Design Technologies

ARC3018HF (LEC0103) 
Instructor: Humbi Song

“We shape our tools, and thereafter the tools shape us”

  • John M. Culkin (referring to Marshall McLuhan)  

"The theory of embodied cognition can provide HCI practitioners and theorists with new ideas about interaction and new principles for better designs. I support this claim with four ideas about cognition: (1) interacting with tools changes the way we think and perceive -- tools, when manipulated, are soon absorbed into the body schema, and this absorption leads to fundamental changes in the way we perceive and conceive of our environments; (2) we think with our bodies not just with our brains; (3) we know more by doing than by seeing -- there are times when physically performing an activity is better than watching someone else perform the activity, even though our motor resonance system fires strongly during other person observation; (4) there are times when we literally think with things. These four ideas have major implications for interaction design, especially the design of tangible, physical, context aware, and telepresence systems."

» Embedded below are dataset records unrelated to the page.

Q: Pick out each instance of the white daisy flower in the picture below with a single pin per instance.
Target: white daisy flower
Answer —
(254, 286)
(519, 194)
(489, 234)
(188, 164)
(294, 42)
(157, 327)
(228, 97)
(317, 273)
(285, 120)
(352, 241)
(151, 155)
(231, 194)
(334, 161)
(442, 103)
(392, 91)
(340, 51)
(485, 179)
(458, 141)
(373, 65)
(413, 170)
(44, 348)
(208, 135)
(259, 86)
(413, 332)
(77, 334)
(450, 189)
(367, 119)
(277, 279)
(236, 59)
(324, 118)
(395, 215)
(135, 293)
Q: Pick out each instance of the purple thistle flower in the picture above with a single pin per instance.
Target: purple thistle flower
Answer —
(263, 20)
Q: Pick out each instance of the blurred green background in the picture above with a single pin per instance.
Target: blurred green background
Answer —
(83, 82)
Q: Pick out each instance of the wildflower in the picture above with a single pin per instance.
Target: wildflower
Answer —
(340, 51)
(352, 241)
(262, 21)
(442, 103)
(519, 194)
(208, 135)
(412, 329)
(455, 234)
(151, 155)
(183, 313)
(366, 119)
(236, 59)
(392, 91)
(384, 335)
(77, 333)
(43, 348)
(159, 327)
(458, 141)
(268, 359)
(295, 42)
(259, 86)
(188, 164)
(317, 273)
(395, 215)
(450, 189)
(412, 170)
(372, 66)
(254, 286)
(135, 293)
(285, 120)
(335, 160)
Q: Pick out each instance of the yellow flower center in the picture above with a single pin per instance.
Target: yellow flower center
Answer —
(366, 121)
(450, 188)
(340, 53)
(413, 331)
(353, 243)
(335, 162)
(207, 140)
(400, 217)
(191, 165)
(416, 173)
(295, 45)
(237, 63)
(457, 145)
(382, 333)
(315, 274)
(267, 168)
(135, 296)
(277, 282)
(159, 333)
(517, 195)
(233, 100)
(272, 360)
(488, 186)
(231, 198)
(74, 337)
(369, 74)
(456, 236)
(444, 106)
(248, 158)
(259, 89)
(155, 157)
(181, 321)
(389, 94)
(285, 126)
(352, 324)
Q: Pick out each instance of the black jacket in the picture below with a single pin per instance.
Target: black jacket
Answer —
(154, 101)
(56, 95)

  • David Kirsch, “Thinking with the Body” (referring to embodied cognition)  

This studio takes a body-centric and embodied cognition approach to understanding how we interact with technological tools used in the process of designing the built environment, and how we interact with architecture and the built environment around us after it is fabricated. It will include a research component and a making component; students will (1) propose a conceptual framework and custom-made design technologies workflow, which then (2) they will realize as physically fabricated case study prototypes, or as a spatial interactive installation.

The human creative processes are often exploratory, iterative, and open-ended; existing literature in design research has shown that the creative process involves revisiting earlier stages, remixing ideas, and evolving concepts. Charles Eastman in 1969 studied how architects and designers work under conditions of uncertainty, where designers rarely follow a predetermined path but instead, navigate ill-defined problems by shifting between abstract goals, partial solutions, and evolving constraints. Building upon this, Donald Schön (1983) used the concept of reflection-in-action and reflection-on-action to describe how practitioners think through making, adapting their ideas in real-time where each move invites a response informing the next steps.

Digital fabrication tools and computational tools (i.e. CAD, Rhino, Grasshopper, AI, AR/VR, algorithms, data, simulations, biometric wearables, sensors, digital fabrication, kinetic modules, etc.) intersect at key moments of this discursive design process, as actors within a network that includes designers, stakeholders, systems, environment, and social contexts. The intersection necessarily causes friction, sometimes beneficial and sometimes detrimental, due to the embedded assumptions and implied workflows within the technology tools themselves. As one example, if a designer were to do 3D modeling and design brainstorming through Rhino as opposed to Blender, they will end up with different designs even if starting with the same idea because of the tendencies of each of those software and the decisions made by the design software and interface designers. As another example, today’s commercially popular AI tools as assuming a predominantly linear workflow, operating on a direct input-output mechanism; users provide prompts, typically as text/images, and receive fully formed outputs as “one-click” solutions. This emphasis on efficiency can come in conflict with the exploratory and discursive nature of how humans design, and we as a discipline need a better understanding of in what ways specific tools may be inserted into the design process.

This studio will be appropriate for any students interested in the intersection of creative design process and technology, and will support a wide variety of student thesis research interests in fabrication, design technologies, and digital software, etc. Thus, this studio explores new paradigms of interaction between human designers and design technologies, with a particular focus on how these tools intersect with each person’s own design workflows, fabrication, and embodied making.